Governor hopes to restore Idaho ag research funding
By SEAN ELLIS
BOISE -- Gov. Butch Otter told Idaho Farm Bureau Federation members he would like to eventually restore the $5 million in agricultural research funding that was cut during the economic downturn.
Faced with dwindling revenues, the state cut $5.69 million in funding to University of Idaho for ag research and extension the past several years. That amount doesn't include a one-time holdback of $7.3 million.
Addressing dozens of farmers and ranchers from across the state Dec. 4 during IFBF's annual conference, Otter said it was a goal of his to restore that funding.
At the governor's urging, the Idaho Legislature last year increased the university's $22.5 million ag research and extension budget by $300,000. But Otter wants the full amount restored.
"I feel obligated to try to get them whole because I see the great job they're doing," he said.
Otter noted that major ag companies, such as Nunhems, which moved its world headquarters to Idaho, came to the state in large part because of the top-notch university research system that exists here.
"I don't want that bet to go unrewarded," he said, calling ag research an investment in Idaho's future.
During the economic downturn, three UI research stations faced possible closure, including the 200-acre Parma Research and Extension Center in southwestern Idaho, which performs a wide variety of research.
IFBF, county Farm Bureaus, and other private industry groups formed a coalition that raised funding for the stations that helped keep them open.
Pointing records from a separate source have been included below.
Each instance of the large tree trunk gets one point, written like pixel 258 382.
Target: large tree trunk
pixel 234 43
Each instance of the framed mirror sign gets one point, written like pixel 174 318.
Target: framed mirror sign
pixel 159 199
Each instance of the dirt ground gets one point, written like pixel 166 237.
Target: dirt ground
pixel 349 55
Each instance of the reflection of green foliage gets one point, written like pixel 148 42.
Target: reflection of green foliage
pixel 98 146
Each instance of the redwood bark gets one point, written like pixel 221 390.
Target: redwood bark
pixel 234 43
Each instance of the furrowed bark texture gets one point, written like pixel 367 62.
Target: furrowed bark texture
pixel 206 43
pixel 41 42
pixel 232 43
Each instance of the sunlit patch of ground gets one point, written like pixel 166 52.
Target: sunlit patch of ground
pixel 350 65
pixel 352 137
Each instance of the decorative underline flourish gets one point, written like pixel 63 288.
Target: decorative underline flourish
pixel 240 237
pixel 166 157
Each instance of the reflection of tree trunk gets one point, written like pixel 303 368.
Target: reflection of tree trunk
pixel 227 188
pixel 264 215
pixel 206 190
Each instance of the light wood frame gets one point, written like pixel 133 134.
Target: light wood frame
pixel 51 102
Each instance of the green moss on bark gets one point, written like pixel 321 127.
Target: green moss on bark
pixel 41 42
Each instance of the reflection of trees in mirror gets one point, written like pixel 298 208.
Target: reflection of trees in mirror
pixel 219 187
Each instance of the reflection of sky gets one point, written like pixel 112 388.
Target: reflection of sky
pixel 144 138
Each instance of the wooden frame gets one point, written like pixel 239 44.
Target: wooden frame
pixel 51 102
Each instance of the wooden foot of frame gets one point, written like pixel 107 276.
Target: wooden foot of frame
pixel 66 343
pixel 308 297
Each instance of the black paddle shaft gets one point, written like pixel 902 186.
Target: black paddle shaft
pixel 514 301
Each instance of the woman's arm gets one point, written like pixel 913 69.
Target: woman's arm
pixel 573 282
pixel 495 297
Otter said those groups have done a great job of helping defer the cost of research and he singled out the partnerships that have allowed the Parma center to remain open.
The center receives about $80,000 a year from the Treasure Valley Ag Coalition and UI and J.R. Simplot Co. have a five-year agreement that provides the station with $1.5 million in exchange for giving Simplot access to 50 acres for field crop research.
Otter's comments were welcome news to Farm Bureau members, including Caldwell farmer Sid Freeman, whose question prompted the governor's remarks on ag research.
"There's too much riding on that Parma research center to close it," said Freeman. "You heard what he said: It's an investment for our future. It's a good business decision to get that (funding restored) as fully as possible.
"I understand he can't make any commitments, and we don't know how revenues are going to come in, but it's encouraging to know that's in the forefront of his mind," he said.